The Eagles scored two touchdowns within 80 seconds just before the half to take a 17-13 lead, and they went on to win easily 34-19, with such rookies as Dan Berry and the two Harrys—Wilson and Jones—playing as though they were back at California and Nebraska and Arkansas.
It was obvious that the Eagles, who went to the NFL's Playoff Bowl last year, were superior in almost every phase of the game to the Jets, who went no place in the AFL after a good start. The pattern has been duplicated in most of the other interleague games that have been played so far, although the Denver Broncos, who have been the worst team in the AFL practically every year since its inception, have defeated both the Detroit Lions and the Minnesota Vikings.
The Eagles had the better players in the Jet game—and more of them. For instance, three regulars in the Eagles' defensive backfield missed the Jet game because of their military commitments. Nevertheless, their replacements, two rookies and a taxi-squad graduate named Bobby Shann, proved practically impenetrable against passes all night. And the Eagles did not seem to miss either Ditka or Brown, while the Jets did miss Sample and Gordon, their good defensive corner backs, and Namath.

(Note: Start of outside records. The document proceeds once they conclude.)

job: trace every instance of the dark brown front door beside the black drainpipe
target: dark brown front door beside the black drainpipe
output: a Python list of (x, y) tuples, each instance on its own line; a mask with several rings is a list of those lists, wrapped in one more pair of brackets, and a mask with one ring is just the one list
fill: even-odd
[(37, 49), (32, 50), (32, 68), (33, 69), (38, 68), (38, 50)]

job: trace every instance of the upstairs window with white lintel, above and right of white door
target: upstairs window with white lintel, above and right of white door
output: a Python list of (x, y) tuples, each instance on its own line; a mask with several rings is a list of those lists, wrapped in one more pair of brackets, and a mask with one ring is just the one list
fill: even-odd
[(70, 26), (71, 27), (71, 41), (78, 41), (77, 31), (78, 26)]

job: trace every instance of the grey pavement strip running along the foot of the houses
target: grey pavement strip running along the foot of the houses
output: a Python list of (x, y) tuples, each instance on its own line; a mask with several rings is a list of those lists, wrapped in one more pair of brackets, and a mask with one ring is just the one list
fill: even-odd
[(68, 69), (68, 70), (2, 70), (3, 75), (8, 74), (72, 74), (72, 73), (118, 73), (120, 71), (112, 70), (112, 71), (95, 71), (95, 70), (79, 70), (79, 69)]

The Eagle offensive line protected Quarterback Norman Snead so well that he rarely was even touched by the Jet defense. The Jet offensive line, trying to protect its quarterbacks, had little more luck than Brink's guards have had lately with money. Four times in the first half Shann got to the passer on a safety blitz—completely untouched by any New York blockers.

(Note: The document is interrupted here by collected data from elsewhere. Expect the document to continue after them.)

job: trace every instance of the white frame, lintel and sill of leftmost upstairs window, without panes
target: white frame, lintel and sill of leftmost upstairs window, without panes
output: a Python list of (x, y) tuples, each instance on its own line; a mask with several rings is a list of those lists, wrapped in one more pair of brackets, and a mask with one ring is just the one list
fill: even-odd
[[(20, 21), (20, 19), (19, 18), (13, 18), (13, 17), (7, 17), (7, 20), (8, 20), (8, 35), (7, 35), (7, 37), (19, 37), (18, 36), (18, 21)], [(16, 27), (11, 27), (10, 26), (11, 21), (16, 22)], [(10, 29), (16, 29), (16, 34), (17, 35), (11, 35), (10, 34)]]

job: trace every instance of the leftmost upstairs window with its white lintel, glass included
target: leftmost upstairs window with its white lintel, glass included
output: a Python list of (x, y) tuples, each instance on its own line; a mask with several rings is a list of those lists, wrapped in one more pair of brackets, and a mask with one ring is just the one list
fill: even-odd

Perhaps the major difference between the two teams, and indeed the two leagues, is defense. "When I think about defense," said Ewbank, who coached Baltimore to NFL championships in 1958 and 1959, "I try to compare someone with Gino Marchetti, who played end for the Colts and always was double-teamed. I look around here and see that I don't have a Marchetti, but what can I do about it? Nothing. Just wait for one."
Sitting around the pool at his motel in suburban Cincinnati the night before the game, Philadelphia's Joe Kuharich revealed exactly how he planned to riddle and baffle the Jet defense.

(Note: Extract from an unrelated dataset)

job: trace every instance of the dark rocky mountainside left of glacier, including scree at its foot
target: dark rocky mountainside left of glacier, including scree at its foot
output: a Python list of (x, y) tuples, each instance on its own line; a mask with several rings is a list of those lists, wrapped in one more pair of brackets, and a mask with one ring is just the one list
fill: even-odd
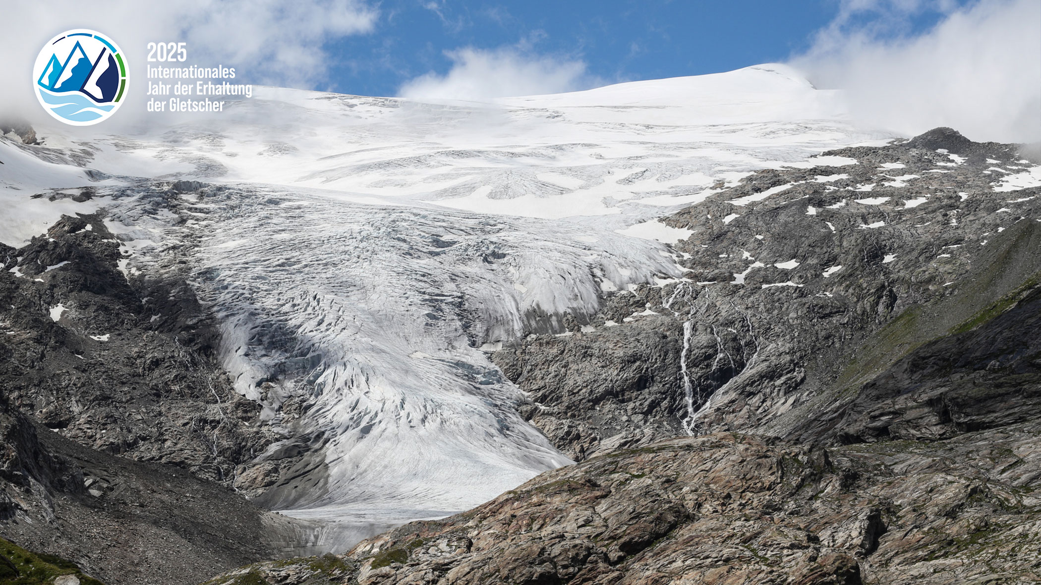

"Their secondary basically is one that is set up to stop passing," said Kuharich. "So we're going to use some formations that will force them into a new defense and force their secondary to tackle the ballcarriers. One will be a closed double-wing, something the Jets probably caught onto in our films of last week's game against the Vikings. We pull in our two spread backs and put them right behind the ends, who are tight to the tackles. Now we can hit either one with a quick pitch, or work a power reverse or send the setback out behind them. And we can pass deep, too."
The Jets had picked up the formation all right, and they supposedly were prepared to defend against it. "We knew what they were going to do," said Ewbank after the game, "and we kept yelling out there at our guys, but I don't know what happened."
What did happen was that every time the Eagles went into the closed double spread, with Wilson and Jones behind the ends, they picked up seven or more yards at a crack. "Their secondary never knew how to handle it," said Kuharich.
And while the Jets never did blitz, the Eagles continually harassed the Jets with Shann's safety blitz and a six-man line—two linebackers moving up. Namath, who likes to work with his tight end, Pete Lammons, over the middle, completed only three of 10 passes—two of them to Fullback Matt Snell on flares.